The on-screen menu showing the monitor's interpretation of the signal

The on-screen menu showing the monitor's interpretation of the signal

It is worth noting that I haven’t really mentioned a “pixel clock” or “dot clock” so far. As far as the display receiving the VGA signal is concerned, there is no pixel clock in that signal. And as far as we are concerned, the pixel clock is only important when deciding how quickly we can get our data into the signal, not in actually generating the signal. We can generate new colour values as slowly (or as quickly) as we might like, and the result will be wider (or narrower) pixels, but it shouldn’t make the actual signal invalid in any way.

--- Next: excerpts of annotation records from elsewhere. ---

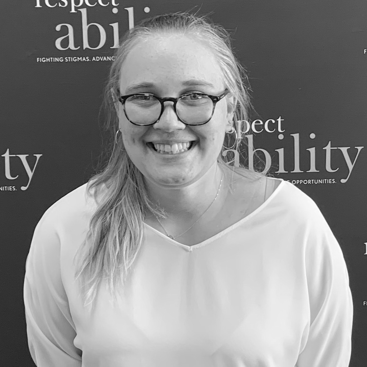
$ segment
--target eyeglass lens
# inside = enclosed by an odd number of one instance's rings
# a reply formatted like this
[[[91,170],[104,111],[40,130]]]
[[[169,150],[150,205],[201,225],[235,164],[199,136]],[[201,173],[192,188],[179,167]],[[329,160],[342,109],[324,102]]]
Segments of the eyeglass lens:
[[[152,124],[160,114],[161,106],[154,96],[132,96],[125,102],[125,109],[129,120],[137,124]],[[190,94],[177,101],[176,110],[183,121],[188,124],[201,124],[211,116],[213,101],[206,96]]]

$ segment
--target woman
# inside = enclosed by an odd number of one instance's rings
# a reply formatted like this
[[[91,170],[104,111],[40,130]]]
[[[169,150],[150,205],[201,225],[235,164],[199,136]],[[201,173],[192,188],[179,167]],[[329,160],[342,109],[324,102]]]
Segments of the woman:
[[[228,34],[177,13],[120,44],[109,161],[46,211],[31,245],[36,364],[346,367],[348,274],[319,210],[226,164],[250,106]]]

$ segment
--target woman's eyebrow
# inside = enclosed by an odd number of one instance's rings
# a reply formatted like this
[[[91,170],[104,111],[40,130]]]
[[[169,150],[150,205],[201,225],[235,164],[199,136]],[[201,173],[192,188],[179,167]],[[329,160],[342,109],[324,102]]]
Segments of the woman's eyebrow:
[[[215,86],[211,83],[205,80],[198,79],[190,79],[185,80],[182,83],[182,85],[185,87],[193,87],[195,86],[202,86],[204,87],[209,87],[210,88],[215,88]],[[147,81],[143,81],[141,83],[137,83],[135,84],[132,84],[126,88],[125,93],[128,94],[128,92],[134,89],[138,89],[139,88],[151,88],[155,86],[154,83],[149,83]]]

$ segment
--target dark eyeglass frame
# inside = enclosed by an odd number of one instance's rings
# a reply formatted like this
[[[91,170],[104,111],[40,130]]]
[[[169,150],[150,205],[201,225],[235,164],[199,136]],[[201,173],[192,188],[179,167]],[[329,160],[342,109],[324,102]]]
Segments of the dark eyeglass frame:
[[[124,112],[125,112],[125,115],[126,116],[126,118],[129,120],[129,121],[134,125],[136,125],[138,126],[150,126],[152,125],[154,125],[156,123],[158,122],[159,121],[159,119],[161,118],[161,116],[163,114],[163,110],[164,108],[164,106],[163,105],[163,103],[166,102],[173,102],[173,110],[175,111],[175,113],[176,114],[176,116],[177,116],[179,120],[181,122],[183,123],[185,125],[188,125],[191,126],[198,126],[200,125],[204,125],[204,124],[206,124],[208,122],[210,119],[212,117],[213,114],[214,113],[214,110],[215,108],[215,105],[217,104],[217,102],[218,102],[221,100],[229,92],[229,91],[227,88],[224,90],[224,91],[220,95],[216,96],[216,95],[210,95],[209,94],[206,94],[204,93],[186,93],[185,94],[183,94],[182,95],[180,96],[179,97],[178,97],[177,98],[174,98],[173,97],[166,97],[164,98],[161,98],[160,97],[157,97],[157,96],[155,95],[152,93],[133,93],[132,94],[127,94],[126,95],[121,95],[120,94],[120,90],[117,89],[117,92],[119,95],[120,95],[120,97],[118,98],[119,101],[121,103],[123,107],[124,108]],[[209,97],[209,98],[211,99],[213,102],[213,109],[211,111],[211,115],[210,115],[210,117],[206,121],[204,122],[201,123],[200,124],[189,124],[188,123],[185,122],[185,121],[183,121],[180,118],[178,115],[177,113],[177,111],[176,110],[176,105],[177,104],[177,102],[179,100],[181,99],[183,97],[185,97],[186,96],[190,95],[191,94],[194,94],[195,95],[203,95],[206,97]],[[129,97],[131,97],[133,95],[152,95],[153,97],[156,98],[159,101],[161,104],[161,113],[159,115],[159,116],[158,117],[157,120],[156,120],[154,122],[152,122],[151,124],[137,124],[136,123],[133,122],[132,121],[131,121],[129,119],[129,118],[127,117],[127,115],[126,114],[126,111],[125,109],[125,102],[126,102],[126,99],[127,99]]]

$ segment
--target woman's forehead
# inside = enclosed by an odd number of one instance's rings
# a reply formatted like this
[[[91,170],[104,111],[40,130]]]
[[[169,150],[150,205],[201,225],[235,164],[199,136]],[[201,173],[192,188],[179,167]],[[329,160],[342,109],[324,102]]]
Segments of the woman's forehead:
[[[178,84],[195,80],[216,88],[223,86],[213,53],[200,42],[182,35],[149,37],[138,43],[127,55],[120,76],[121,91],[144,82]]]

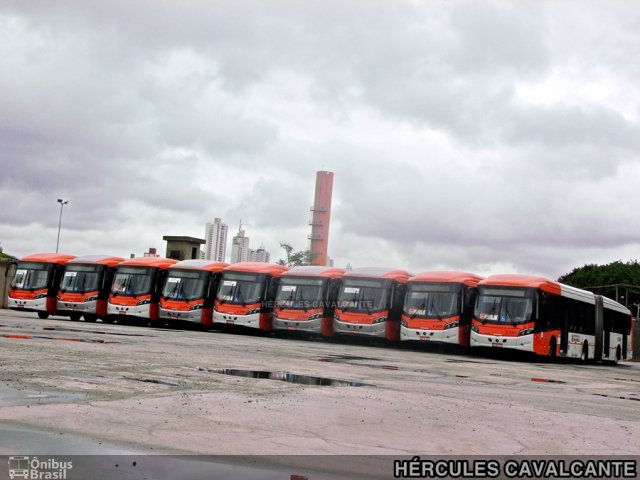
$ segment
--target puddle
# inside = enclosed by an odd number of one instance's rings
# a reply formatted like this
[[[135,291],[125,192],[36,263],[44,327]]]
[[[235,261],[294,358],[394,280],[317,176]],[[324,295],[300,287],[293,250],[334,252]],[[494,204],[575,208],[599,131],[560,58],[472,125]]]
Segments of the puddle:
[[[94,340],[91,338],[74,338],[74,337],[48,337],[46,335],[16,335],[11,333],[3,333],[0,335],[3,338],[9,338],[11,340],[33,340],[33,339],[44,339],[44,340],[63,340],[65,342],[85,342],[85,343],[120,343],[115,340]]]
[[[538,377],[532,377],[531,381],[541,382],[541,383],[567,383],[567,382],[563,382],[562,380],[551,380],[549,378],[538,378]]]
[[[157,378],[137,378],[137,377],[122,377],[125,380],[133,380],[134,382],[143,383],[155,383],[157,385],[169,385],[170,387],[179,387],[179,383],[168,382],[166,380],[158,380]]]
[[[300,385],[317,385],[321,387],[361,387],[362,382],[350,382],[348,380],[334,380],[326,377],[313,377],[310,375],[298,375],[291,372],[278,372],[268,370],[241,370],[236,368],[205,369],[199,367],[198,370],[223,375],[233,375],[244,378],[259,378],[266,380],[279,380],[281,382],[298,383]]]
[[[640,402],[640,398],[624,397],[620,395],[607,395],[606,393],[592,393],[591,395],[595,395],[596,397],[618,398],[620,400],[633,400],[635,402]]]

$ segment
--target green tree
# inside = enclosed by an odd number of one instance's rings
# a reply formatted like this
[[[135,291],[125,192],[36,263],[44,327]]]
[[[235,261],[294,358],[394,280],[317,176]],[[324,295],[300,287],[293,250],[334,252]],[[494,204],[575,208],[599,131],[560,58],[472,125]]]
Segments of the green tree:
[[[311,251],[298,250],[293,251],[293,247],[288,243],[280,242],[280,246],[285,252],[286,260],[280,259],[276,263],[286,267],[298,267],[301,265],[311,265]]]
[[[627,306],[640,303],[640,263],[618,260],[574,268],[558,282],[604,295]]]

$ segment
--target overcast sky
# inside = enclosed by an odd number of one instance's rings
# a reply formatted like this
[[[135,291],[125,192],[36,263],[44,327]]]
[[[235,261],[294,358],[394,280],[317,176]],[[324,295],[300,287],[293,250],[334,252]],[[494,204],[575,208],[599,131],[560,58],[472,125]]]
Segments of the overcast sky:
[[[639,57],[636,2],[3,0],[0,243],[277,259],[330,170],[337,266],[636,259]]]

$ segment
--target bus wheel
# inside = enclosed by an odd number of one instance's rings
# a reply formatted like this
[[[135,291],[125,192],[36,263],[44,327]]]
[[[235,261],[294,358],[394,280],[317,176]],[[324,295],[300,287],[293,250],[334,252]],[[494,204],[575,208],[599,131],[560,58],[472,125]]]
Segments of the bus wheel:
[[[549,358],[556,358],[556,337],[553,337],[549,342]]]
[[[588,359],[589,359],[589,345],[587,345],[587,342],[584,342],[584,345],[582,346],[582,353],[580,354],[580,361],[582,363],[587,363]]]

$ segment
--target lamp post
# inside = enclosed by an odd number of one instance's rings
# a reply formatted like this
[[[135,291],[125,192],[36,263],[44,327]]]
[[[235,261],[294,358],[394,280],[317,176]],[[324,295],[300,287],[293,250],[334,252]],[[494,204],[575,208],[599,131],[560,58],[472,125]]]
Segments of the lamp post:
[[[58,240],[56,241],[56,253],[58,253],[58,247],[60,246],[60,227],[62,227],[62,209],[67,203],[69,203],[69,200],[63,200],[59,198],[58,203],[60,204],[60,219],[58,220]]]

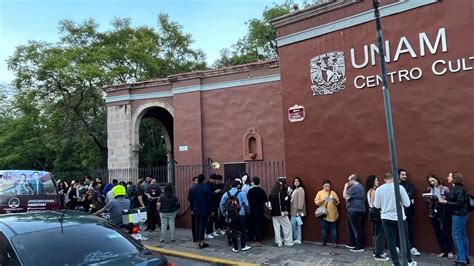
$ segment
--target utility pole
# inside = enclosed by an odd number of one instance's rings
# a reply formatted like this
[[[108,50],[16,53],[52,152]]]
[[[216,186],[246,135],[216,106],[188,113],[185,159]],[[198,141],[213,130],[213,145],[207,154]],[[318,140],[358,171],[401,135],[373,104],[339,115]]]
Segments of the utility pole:
[[[387,125],[387,135],[388,135],[388,145],[390,149],[390,165],[393,175],[393,183],[395,188],[395,201],[397,202],[397,218],[398,218],[398,234],[400,236],[400,248],[401,248],[401,263],[402,265],[408,265],[407,252],[408,247],[406,245],[406,233],[405,233],[405,221],[403,220],[402,212],[402,201],[400,196],[400,177],[398,176],[398,166],[397,166],[397,151],[395,147],[395,135],[393,133],[393,123],[392,123],[392,108],[390,106],[390,93],[388,90],[387,82],[387,69],[385,68],[385,51],[383,49],[383,37],[382,37],[382,24],[380,23],[380,12],[379,12],[379,0],[372,0],[374,6],[375,14],[375,27],[377,31],[377,43],[379,47],[380,54],[380,68],[382,72],[382,92],[383,92],[383,102],[385,107],[385,121]]]

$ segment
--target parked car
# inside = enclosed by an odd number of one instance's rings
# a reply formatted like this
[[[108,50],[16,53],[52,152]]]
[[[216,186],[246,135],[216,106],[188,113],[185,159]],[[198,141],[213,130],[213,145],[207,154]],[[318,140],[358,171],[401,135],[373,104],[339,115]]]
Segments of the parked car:
[[[0,170],[0,214],[57,209],[59,196],[51,173]]]
[[[84,212],[0,215],[0,265],[89,264],[167,265],[168,261],[126,231]]]

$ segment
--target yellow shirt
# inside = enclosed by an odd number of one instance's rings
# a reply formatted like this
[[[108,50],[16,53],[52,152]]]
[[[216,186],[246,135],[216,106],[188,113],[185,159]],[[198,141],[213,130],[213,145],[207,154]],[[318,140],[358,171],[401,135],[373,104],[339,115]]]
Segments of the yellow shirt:
[[[331,194],[328,195],[329,193],[323,190],[320,190],[317,194],[316,197],[314,198],[314,203],[316,206],[321,206],[325,205],[326,201],[324,200],[326,197],[333,198],[333,201],[327,202],[326,208],[328,210],[328,215],[323,218],[324,220],[328,222],[335,222],[337,218],[339,218],[339,212],[337,211],[337,205],[339,205],[339,197],[337,196],[336,192],[331,190]]]

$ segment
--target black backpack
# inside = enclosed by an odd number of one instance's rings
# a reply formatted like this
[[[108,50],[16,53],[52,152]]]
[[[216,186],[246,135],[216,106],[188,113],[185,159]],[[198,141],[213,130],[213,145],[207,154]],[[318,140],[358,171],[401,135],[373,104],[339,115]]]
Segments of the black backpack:
[[[237,191],[235,195],[231,195],[229,191],[227,191],[227,200],[224,205],[225,216],[229,219],[237,218],[240,212],[240,204],[237,198],[240,191]]]

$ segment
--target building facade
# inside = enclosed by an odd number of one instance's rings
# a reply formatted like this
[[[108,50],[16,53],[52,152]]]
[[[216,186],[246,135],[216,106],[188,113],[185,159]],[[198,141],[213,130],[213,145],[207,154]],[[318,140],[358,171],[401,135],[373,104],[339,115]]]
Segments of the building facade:
[[[460,171],[474,194],[474,1],[390,0],[380,11],[398,165],[417,189],[414,244],[437,251],[426,176]],[[150,115],[167,132],[169,161],[284,160],[305,184],[309,214],[324,179],[342,198],[350,174],[382,177],[390,158],[373,18],[372,1],[329,1],[273,22],[279,62],[107,88],[109,168],[138,166]],[[344,243],[344,202],[339,210]],[[303,238],[318,241],[319,222],[305,219]],[[366,245],[369,228],[367,218]]]

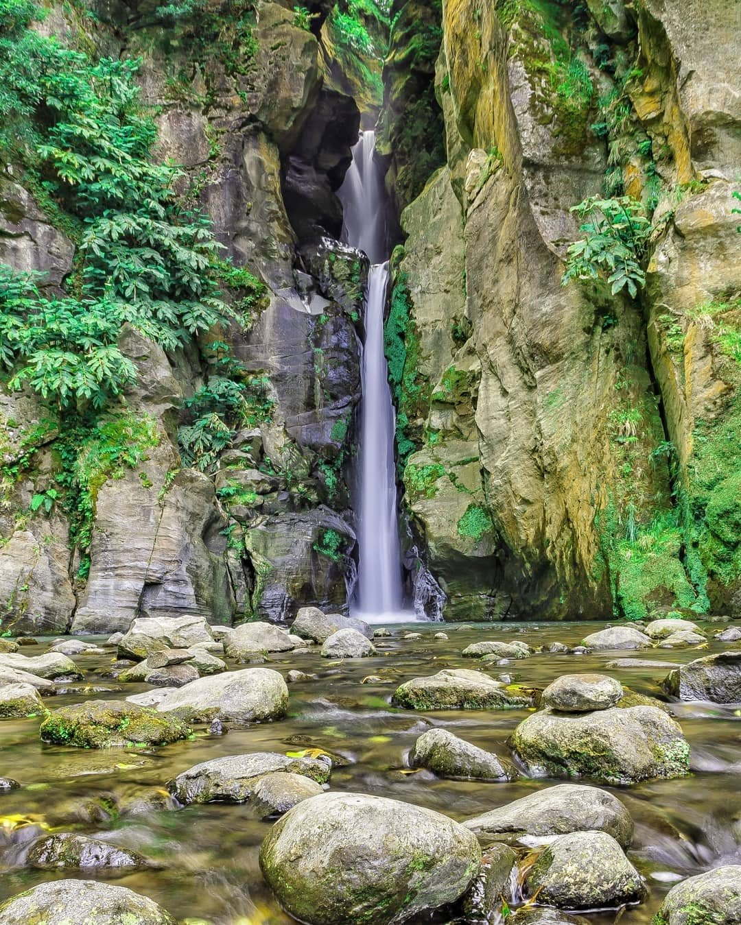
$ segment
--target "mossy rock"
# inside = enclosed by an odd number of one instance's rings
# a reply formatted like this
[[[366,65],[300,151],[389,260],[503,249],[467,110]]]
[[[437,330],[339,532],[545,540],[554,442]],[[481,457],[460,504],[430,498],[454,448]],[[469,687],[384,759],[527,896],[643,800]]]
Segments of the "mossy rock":
[[[191,734],[182,720],[121,700],[87,700],[62,707],[49,713],[39,730],[43,742],[80,748],[164,746]]]

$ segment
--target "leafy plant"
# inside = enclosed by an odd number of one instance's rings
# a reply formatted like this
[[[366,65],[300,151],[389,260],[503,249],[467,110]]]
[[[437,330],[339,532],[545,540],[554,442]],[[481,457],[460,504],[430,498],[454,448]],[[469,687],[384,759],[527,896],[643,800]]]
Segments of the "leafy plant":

Of course, it is important to consider how quickly we can generate pixels. Previously, I mentioned a 24MHz clock being used within the PIC32, and it is this clock that is used to drive peripherals and this clock’s frequency that will limit the transfer speed. As noted elsewhere, a pixel clock frequency of 25MHz is used to support the traditional VGA resolution of 640×480 at 60Hz. With the possibilities of running the “peripheral clock” in the PIC32MX270 considerably faster than this, it becomes a matter of experimentation as to how many pixels can be supported horizontally.

Some Oslo street art being displayed by the PIC32

Some Oslo street art being displayed by the PIC32

For my own purposes, I have at least reached the initial goal of generating a stable and usable video signal. Further work is likely to involve attempting to write routines to modify the framebuffer, maybe support things like scrolling and sprites, and even consider interfacing with other devices.

Naturally, this project is available as Free Software from its own repository. Maybe it will inspire or encourage you to pursue something similar, knowing that you absolutely do not need to be any kind of “expert” to stubbornly persist and to eventually get results!